Maybe this is an Android 4 limitation, but it has been the case.

Finally for all tests with longer timeouts than 15 min, a) Periodic Work Request has been disabled completely or b) triggered actions by that has been skipped by core!

b) One long timeout for IMAP idle connection lets core sleep unpredictable and doesn't show network errors while waiting.

For IMAP idle connection a timeout duration of 23 min is set (23 * 60s). Then core is waiting
for an external interrupt or timeout to expire.
The problem seen is, that this long connection timeout leads to unreliable core behaviour.
Expiration of this timeout is never reliable. Most of time expiration is much much longer than 23 min
or even endless! DC sleeps completely until user wakes it up by a manual trigger!
This leads to the situation that mail server ends connection and core doesn't get aware of that!
Thus, broken connection and/or external connection problems are not detected.
Often there has been minutes or even hours where DC didn't receive any message.

c) Max idle connection timeout depends from network type wifi/mobile

When dealing with really longer timeout periods, I found that maximum connection timeout not only depends from mail server, it depends from type of network too!
At home (wifi) I detected a max length of approx 13 min,
at mobile network I found a stabile operation until up to full 29 min which is possible from mail server.

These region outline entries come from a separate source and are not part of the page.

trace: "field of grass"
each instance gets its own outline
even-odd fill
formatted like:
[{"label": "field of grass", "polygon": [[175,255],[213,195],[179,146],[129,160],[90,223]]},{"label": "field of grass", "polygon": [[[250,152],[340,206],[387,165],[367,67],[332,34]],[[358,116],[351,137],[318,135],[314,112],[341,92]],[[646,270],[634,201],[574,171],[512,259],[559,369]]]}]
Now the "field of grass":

d) Network status delivered by device not correct/not reliable sometimes

Network down events are not foreseen by FFI interface, so every network event triggers start of job actions - while flaky network conditions very often and unnecessary.
In flaky network conditions many events were fired. These quick events are not ignored/suppressed by core in a reasonable way.
Sometimes no event is fired, even if network is not available temporarily and comes back.

e) Unnecessary job handling, retransmissions and tries, even and especially when network not available.

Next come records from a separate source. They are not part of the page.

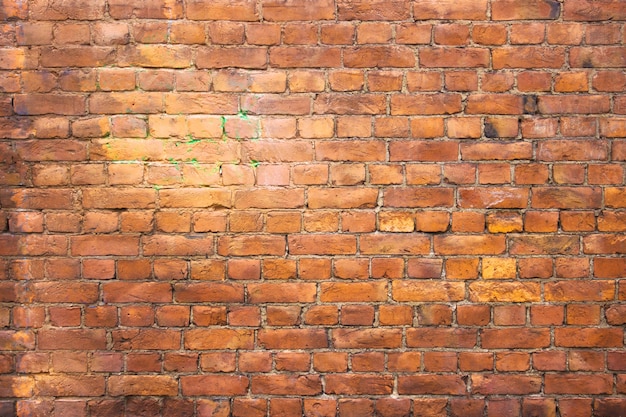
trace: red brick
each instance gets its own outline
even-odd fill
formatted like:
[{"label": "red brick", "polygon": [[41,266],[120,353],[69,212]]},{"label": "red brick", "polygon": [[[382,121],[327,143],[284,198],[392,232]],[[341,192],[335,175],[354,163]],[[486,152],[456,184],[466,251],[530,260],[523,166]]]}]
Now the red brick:
[{"label": "red brick", "polygon": [[269,63],[278,68],[338,67],[339,48],[277,46],[270,49]]},{"label": "red brick", "polygon": [[486,20],[487,1],[435,1],[427,0],[413,4],[416,20]]},{"label": "red brick", "polygon": [[409,375],[398,377],[398,393],[410,395],[464,395],[465,382],[456,375]]},{"label": "red brick", "polygon": [[493,68],[560,68],[565,53],[562,48],[517,46],[494,49]]},{"label": "red brick", "polygon": [[266,329],[259,331],[258,343],[266,349],[319,349],[328,347],[321,329]]},{"label": "red brick", "polygon": [[482,347],[486,349],[500,348],[542,348],[550,345],[548,329],[485,329],[481,332]]},{"label": "red brick", "polygon": [[612,380],[601,374],[546,374],[546,394],[608,394]]}]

This is caused by d) and the fact that core doesn't know if network goes up or down by an event.
Interface between UI and core doesn't provide this up/down information (!)

f) Interleaved parallel job handling (old core version)

Job handling not locked properly. When many network events are fired within seconds some (the same) actions are started again in a new thread while first action is still in progress.
=> Maybe this is solved meanwhile by newer core version.

g) Permanent notification (Android) - necessary to keep DC reliable, even with Android 4 (!)

Regardless what actions are chosen, sooner or later it has been come to the situation, that DC doesn't received any messages.
The ONLY possibility to keep DC working reliably is to introduce (force) "Permanent background notification", even for Android 4.

4. Debugging

At the beginning of all these examinations it was very hard to understand what core is really doing.
Preexisting logging was not sufficient to show all necessary information.
=> logging has been extended and reworked (text messages, trigger points and format) to reveal issues and root cause of core issues.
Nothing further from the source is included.